Microsoft Corporation (MSFT) beat the Wall Street’s quarterly profit and revenue forecasts supported by heavy sales of its office and server software to business, increasing its shares by more than 5 percent after hours.
Numbers beat the estimates
Revenue for the quarter was up 16 percent to $18.5 billion versus analyst’s estimates of $17.8 billion, backed by rising sales of its Office software. In total, for the fiscal first quarter, Microsoft reported 17 percent increase in profit to $5.2 billion, or 62 cents per share, up from $4.5 billion, or 53 cents per share, for the same quarter last year. This beat the Wall Street estimate of 54 cents.
However, the profit targets for Microsoft were lowered by the analysts over the past three months, distressed by the start of ambitious reorganization by retiring Chief Executive Steve Ballmer and the pricey acquisition of Nokia’s handset business, even the company’s market for core personal computer dropped.
For the second quarter company expects revenue of $23.1 billion to $24.1 billion, ahead of analysts’ average forecast of $22.9 billion.
Segment wise results
The company now has two main groups, one covering its devices and consumer business, and other commercial business.
The commercial side had a strong growth in the quarter posting a 10 percent increase in revenue mainly due to selling of office and server software to businesses. The revenue of consumer and hardware group gave a moderate increase of 4 percent, which was held back by poor sales of windows system.
PC sales may stabilize
According to industry research firm Gartner, PC shipments dropped 8.6 percent in the previous quarter, indicating a trend towards tablet benefiting Apple Inc and Google Inc, but disappointing traditional PC makers like Microsoft and Intel Corp.

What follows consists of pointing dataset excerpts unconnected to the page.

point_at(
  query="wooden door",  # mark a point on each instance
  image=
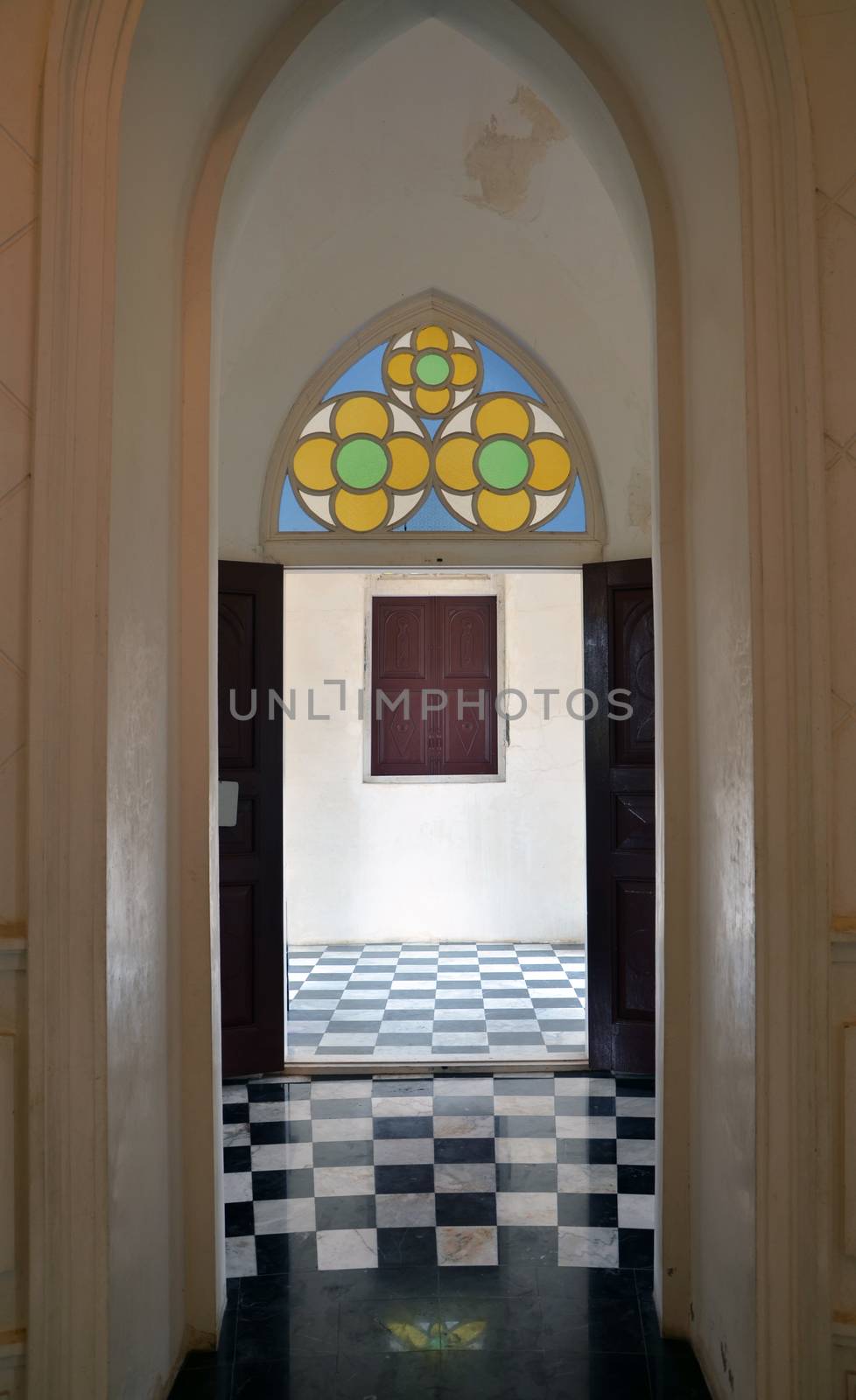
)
(251, 853)
(433, 648)
(620, 816)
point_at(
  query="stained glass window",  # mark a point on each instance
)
(432, 430)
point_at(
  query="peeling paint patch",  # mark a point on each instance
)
(502, 161)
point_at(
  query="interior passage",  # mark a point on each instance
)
(445, 1236)
(428, 1001)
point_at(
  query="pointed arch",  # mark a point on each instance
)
(428, 445)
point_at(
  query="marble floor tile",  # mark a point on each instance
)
(284, 1215)
(343, 1180)
(526, 1150)
(347, 1250)
(638, 1152)
(527, 1208)
(587, 1176)
(466, 1176)
(587, 1246)
(636, 1211)
(405, 1208)
(464, 1126)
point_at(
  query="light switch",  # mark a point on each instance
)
(228, 804)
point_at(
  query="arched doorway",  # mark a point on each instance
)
(782, 1084)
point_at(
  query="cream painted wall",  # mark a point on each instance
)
(189, 55)
(21, 60)
(828, 42)
(471, 188)
(457, 861)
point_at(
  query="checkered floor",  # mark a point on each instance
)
(429, 1001)
(445, 1172)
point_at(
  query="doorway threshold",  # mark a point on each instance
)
(422, 1068)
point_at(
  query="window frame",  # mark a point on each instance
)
(480, 550)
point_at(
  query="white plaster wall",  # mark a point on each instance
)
(457, 861)
(25, 25)
(189, 55)
(392, 181)
(184, 60)
(828, 39)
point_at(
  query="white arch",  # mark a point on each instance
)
(72, 844)
(391, 322)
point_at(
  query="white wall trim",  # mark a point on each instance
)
(491, 585)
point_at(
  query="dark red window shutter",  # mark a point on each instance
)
(467, 674)
(433, 644)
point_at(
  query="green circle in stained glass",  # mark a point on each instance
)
(503, 464)
(361, 462)
(432, 368)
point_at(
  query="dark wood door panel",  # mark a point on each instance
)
(251, 853)
(438, 650)
(399, 644)
(237, 970)
(620, 816)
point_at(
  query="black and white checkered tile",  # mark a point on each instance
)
(410, 1001)
(450, 1172)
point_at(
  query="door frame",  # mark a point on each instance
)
(70, 1180)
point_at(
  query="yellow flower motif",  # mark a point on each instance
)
(432, 370)
(361, 462)
(503, 464)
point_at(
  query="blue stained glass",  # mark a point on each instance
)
(572, 517)
(363, 375)
(502, 377)
(291, 515)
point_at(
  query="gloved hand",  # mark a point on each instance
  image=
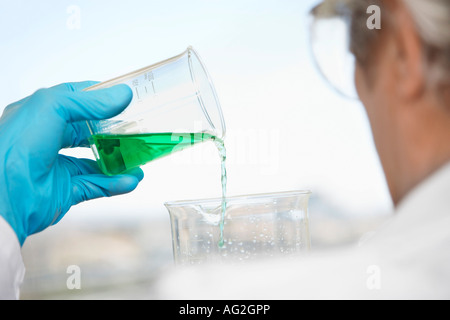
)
(38, 185)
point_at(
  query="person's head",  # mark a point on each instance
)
(402, 77)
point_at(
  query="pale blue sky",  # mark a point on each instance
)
(286, 129)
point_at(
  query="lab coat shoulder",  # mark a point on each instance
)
(12, 269)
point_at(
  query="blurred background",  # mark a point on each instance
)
(286, 129)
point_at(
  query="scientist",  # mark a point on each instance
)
(402, 76)
(38, 185)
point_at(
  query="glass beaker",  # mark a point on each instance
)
(259, 225)
(174, 105)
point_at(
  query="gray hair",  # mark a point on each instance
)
(432, 19)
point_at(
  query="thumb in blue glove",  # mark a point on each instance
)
(37, 184)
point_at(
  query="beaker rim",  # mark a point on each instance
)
(279, 194)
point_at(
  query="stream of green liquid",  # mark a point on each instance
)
(118, 153)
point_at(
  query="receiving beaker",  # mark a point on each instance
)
(260, 225)
(174, 105)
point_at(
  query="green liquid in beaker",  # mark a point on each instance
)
(118, 153)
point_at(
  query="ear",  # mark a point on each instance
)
(408, 55)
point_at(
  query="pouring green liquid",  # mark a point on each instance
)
(118, 153)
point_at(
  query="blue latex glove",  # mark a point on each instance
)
(38, 185)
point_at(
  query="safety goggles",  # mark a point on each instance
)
(330, 41)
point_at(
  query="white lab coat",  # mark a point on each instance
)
(408, 258)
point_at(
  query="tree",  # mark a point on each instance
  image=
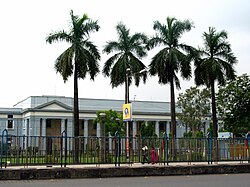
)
(195, 106)
(234, 105)
(126, 63)
(171, 59)
(80, 58)
(215, 63)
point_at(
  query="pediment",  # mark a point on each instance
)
(53, 105)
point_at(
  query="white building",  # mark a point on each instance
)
(51, 115)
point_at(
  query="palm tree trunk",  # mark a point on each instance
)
(215, 126)
(173, 117)
(76, 117)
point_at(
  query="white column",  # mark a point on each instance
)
(167, 127)
(86, 132)
(98, 130)
(44, 134)
(157, 129)
(62, 125)
(134, 134)
(86, 128)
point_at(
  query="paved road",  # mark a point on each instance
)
(232, 180)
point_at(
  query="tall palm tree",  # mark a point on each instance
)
(80, 58)
(126, 63)
(214, 64)
(171, 59)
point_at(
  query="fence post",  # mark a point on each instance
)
(209, 147)
(2, 147)
(117, 135)
(64, 135)
(165, 139)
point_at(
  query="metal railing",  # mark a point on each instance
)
(47, 150)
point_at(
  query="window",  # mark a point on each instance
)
(48, 123)
(10, 122)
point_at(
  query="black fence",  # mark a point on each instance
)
(40, 150)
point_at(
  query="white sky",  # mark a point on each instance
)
(27, 61)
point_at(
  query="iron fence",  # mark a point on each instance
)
(41, 150)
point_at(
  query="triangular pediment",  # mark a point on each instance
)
(53, 105)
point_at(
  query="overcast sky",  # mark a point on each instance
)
(27, 61)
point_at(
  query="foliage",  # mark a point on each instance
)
(130, 49)
(79, 59)
(195, 106)
(234, 105)
(214, 63)
(113, 122)
(171, 59)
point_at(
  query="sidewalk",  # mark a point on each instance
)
(126, 165)
(124, 170)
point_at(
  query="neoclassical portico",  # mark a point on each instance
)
(52, 115)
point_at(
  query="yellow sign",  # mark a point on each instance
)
(127, 112)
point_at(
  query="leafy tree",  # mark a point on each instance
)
(126, 63)
(113, 122)
(195, 105)
(80, 58)
(171, 59)
(147, 130)
(234, 105)
(215, 63)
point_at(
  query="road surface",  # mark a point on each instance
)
(230, 180)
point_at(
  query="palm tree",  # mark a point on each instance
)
(215, 63)
(79, 59)
(172, 58)
(126, 63)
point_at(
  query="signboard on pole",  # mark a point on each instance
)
(127, 112)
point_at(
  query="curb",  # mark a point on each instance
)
(123, 171)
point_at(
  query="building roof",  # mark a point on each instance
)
(88, 104)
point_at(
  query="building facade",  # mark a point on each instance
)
(51, 115)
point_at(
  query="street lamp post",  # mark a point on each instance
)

PC sales are on the decrease from the last 18 months, moreover, Microsoft Chief Financial Officer Amy Hood told on Thursday that there are ”signs of stabilization”.
Sales of Windows software to PC makers like Hewlett-Packard Co, Lenovo Group and Dell Inc, dropped by 7 percent in the quarter.
Microsoft told that the sale of its Surface tablet surge to $400 million due to more interest in smaller and largely discounted Surface RT model.
Microsoft shares increased to $35.60 after in hours of trading, after closing at $33.72 on NASDAQ, prior to the announcement of profit figures. The shares were up 21 percent over last 12 months, in comparison to a 24 percent gain o of Standard & Poor’s 500.